Though There Is Much In Dallington's Description Of Italy And France To
Repay Attention, Our Concern Is With His Method For Travell,[224]
Which, Though More Practical Than The Earlier Elizabethan Essays Of The
Same Sort, Opens In The Usual Style Of Exhortation:
"Plato, one of the day-starres of that knowledge, which then but dawning
hath since shone out in clearer brightness, thought nothing better for
the bettering our understanding then Travell:
As well by having a
conference with the wiser sort in all sorts of learning, as by the
[Greek: Autopsiaei]. The eye-sight of those things, which otherwise a
man cannot have but by Tradition; A Sandy foundation either in matter of
Science, or Conscience. So that a purpose to Travell, if it be not ad
voluptatem Solum, sed ad utilitatem, argueth an industrious and generous
minde. Base and vulgar spirits hover still about home: those are more
noble and divine, that imitate the Heavens, and joy in motion."

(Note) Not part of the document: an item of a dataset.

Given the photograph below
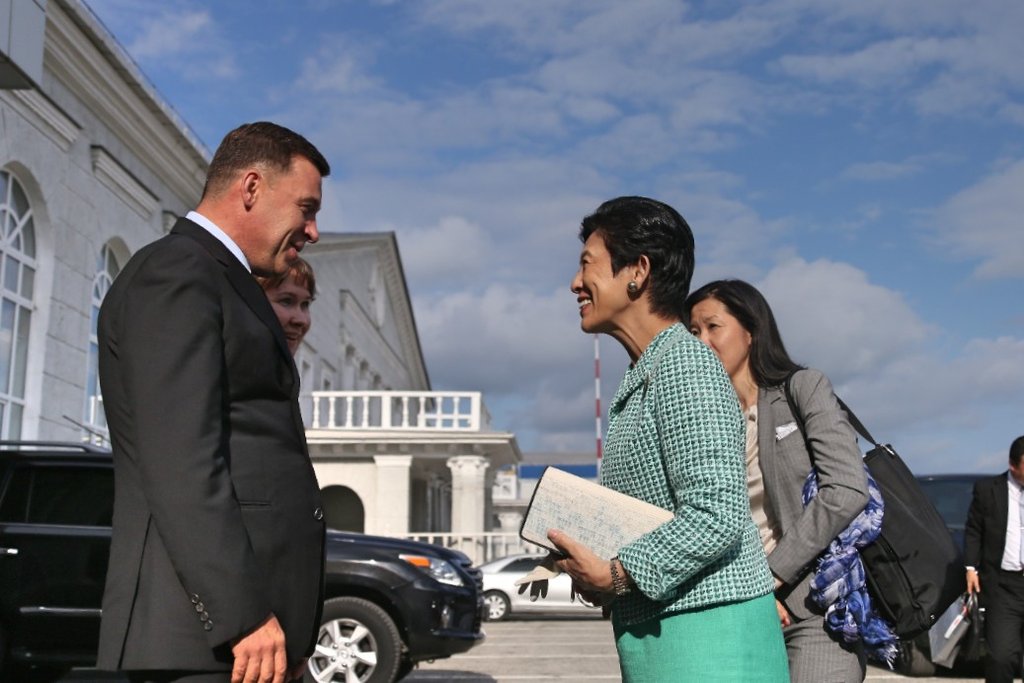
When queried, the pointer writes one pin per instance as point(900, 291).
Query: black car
point(389, 604)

After a warning against Jesuits, which we have quoted, he comes at once
to definite directions for studying modern languages[225] - advice which
though sound is hardly novel. Continual speaking with all sorts of
people, insisting that his teacher shall not do all the talking, and
avoiding his countrymen are unchangeable rules for him who shall travel
for language.[226] But this is the first treatise for travellers which
makes note of dancing as an important accomplishment. "There's another
exercise to be learned in France, because there are better teachers, and
the French fashion is in most request with us, that is, of dancing.